The occasion was the nineteenth annual Dr. Martin Luther King, Jr., Commemorative Program, sponsored by the African American Cultural Center and other IUP departments and organizations.
That very morning, Brazile told students, faculty members, and townspeople, she had witnessed in the White House East Room the signing of the Lilly Ledbetter Fair Pay Act. The law was named for an Alabama tire factory supervisor who, toward the end of a nineteen-year career, discovered she had been paid less than men in similar jobs. After the U.S. Supreme Court ruled against her, Congress eventually approved legislation that expanded workers’ rights to sue in similar cases and relaxed the statute of limitations.
“We will never be able to give her her money back,” Brazile said of Ledbetter, “but we will make sure that her granddaughters and her nieces will never work for less money because of their gender.”
Brazile said she had first met the bill’s signer, Barack Obama, in 2002, when he had come to her office “to see about putting together a coalition.” Since that time, she said, Obama had “turned apathy and indifference into activism.”
In speaking of King, Brazile said, “The dream was to create a beloved community, to build a promised land, where we could all be one. He would have been eighty years old this month.”Malcolm X, she said, “had a lot of deep meaning for a little child in the South.”
“When you look at the last forty years of history,” she said, “think of all the healing that must be done. How do we use this moment to remake America?”
“We should be honest and open,” she said. “We should be willing to put some hard truths on the table.”
“This is not about what Obama can do for us. This is not about how Obama is going to do this and that. The President is calling on us to serve.Will you answer the call?”

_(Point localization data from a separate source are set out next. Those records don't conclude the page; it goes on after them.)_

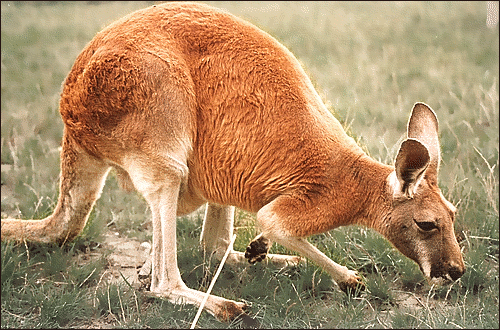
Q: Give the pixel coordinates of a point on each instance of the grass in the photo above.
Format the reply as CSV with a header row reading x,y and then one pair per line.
x,y
370,61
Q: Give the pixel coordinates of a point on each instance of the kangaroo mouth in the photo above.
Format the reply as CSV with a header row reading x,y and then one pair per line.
x,y
439,275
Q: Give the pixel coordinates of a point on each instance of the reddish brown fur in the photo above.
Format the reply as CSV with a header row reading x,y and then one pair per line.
x,y
182,96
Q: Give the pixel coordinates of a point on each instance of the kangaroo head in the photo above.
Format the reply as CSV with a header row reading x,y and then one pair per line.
x,y
420,220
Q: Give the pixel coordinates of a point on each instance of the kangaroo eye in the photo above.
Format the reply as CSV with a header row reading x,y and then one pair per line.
x,y
426,225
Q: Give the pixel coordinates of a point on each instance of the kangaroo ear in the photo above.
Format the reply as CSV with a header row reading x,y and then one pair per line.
x,y
423,126
411,162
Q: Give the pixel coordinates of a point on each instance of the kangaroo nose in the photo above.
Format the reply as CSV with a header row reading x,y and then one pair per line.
x,y
456,272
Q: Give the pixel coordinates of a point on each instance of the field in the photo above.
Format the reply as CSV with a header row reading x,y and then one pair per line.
x,y
370,62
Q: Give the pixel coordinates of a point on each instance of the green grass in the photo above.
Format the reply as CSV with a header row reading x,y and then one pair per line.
x,y
370,61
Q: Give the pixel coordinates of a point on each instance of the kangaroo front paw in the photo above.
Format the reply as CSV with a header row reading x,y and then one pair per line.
x,y
257,249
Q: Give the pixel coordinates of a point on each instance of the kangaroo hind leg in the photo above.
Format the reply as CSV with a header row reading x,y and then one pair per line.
x,y
81,183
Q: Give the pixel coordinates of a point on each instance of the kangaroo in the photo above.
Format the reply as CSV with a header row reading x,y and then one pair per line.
x,y
192,105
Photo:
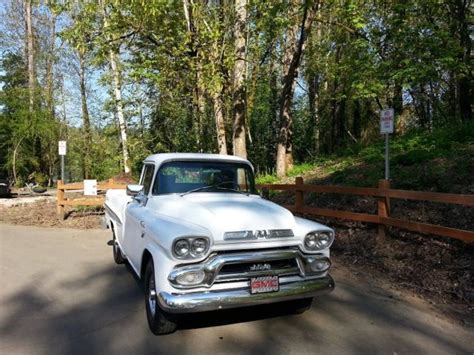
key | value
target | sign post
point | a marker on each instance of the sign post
(386, 128)
(62, 153)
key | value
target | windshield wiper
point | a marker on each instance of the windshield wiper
(216, 186)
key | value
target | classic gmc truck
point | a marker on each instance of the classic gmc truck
(201, 238)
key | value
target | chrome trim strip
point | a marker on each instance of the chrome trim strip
(209, 301)
(112, 214)
(257, 234)
(246, 275)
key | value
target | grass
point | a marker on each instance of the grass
(442, 160)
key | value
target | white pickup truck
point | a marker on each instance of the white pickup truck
(201, 238)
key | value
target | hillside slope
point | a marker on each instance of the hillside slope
(442, 161)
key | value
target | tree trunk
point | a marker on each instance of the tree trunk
(220, 125)
(291, 61)
(15, 154)
(465, 82)
(239, 97)
(85, 117)
(30, 55)
(117, 87)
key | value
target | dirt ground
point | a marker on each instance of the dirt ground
(44, 214)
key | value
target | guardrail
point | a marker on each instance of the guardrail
(62, 200)
(382, 218)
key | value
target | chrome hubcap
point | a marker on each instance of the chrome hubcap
(152, 295)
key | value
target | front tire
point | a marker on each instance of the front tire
(117, 252)
(159, 321)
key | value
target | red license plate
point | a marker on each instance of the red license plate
(263, 284)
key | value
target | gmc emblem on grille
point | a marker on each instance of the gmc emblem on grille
(261, 233)
(260, 267)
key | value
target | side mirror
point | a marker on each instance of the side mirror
(134, 190)
(265, 193)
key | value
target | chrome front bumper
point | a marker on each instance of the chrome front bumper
(224, 299)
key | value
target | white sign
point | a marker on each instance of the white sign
(62, 147)
(90, 187)
(386, 121)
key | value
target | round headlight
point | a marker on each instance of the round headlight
(318, 240)
(198, 246)
(181, 248)
(310, 241)
(191, 278)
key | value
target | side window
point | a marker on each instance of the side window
(147, 178)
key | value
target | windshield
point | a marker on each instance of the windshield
(209, 176)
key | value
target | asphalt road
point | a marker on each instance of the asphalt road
(61, 293)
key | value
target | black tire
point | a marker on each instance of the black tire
(159, 321)
(302, 305)
(117, 252)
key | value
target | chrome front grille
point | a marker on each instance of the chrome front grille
(227, 266)
(259, 234)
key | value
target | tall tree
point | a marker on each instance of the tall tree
(295, 44)
(114, 61)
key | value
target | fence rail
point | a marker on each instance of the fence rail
(62, 200)
(383, 194)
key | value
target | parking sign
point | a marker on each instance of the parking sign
(62, 147)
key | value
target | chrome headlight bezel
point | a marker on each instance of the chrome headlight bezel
(318, 240)
(193, 251)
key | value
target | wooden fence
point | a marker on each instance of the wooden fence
(98, 200)
(383, 194)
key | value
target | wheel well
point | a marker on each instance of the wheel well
(145, 258)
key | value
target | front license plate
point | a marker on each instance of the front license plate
(263, 284)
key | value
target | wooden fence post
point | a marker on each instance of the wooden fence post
(60, 199)
(299, 194)
(383, 207)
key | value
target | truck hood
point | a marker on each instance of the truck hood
(224, 212)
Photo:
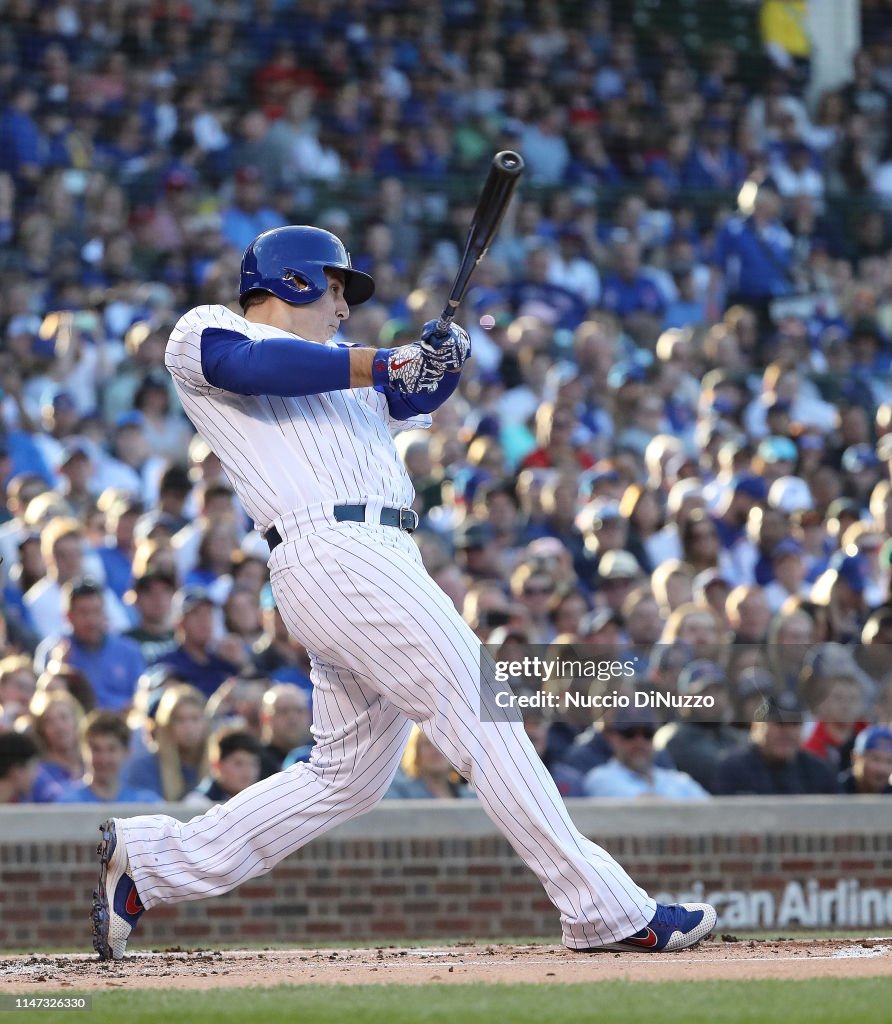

She warned that “This is going to require us to get out of our old thinking and our old behavioral patterns. Some of us are willing to answer the call only if it is a personal call. Sometimes, people send me résumés and say, ‘Have somebody call me.’ The call you need to answer is the call from within.”
Brazile ran the Gore-Lieberman campaign in 2000. “You have changed history with the election of 2008,” she told the audience. “You have dared to make a difference. Now, you must answer the call. “Step up. Take over. This is your moment. This is your time. You plant the seeds of hope,” she said, “and you stir it with everything you have.”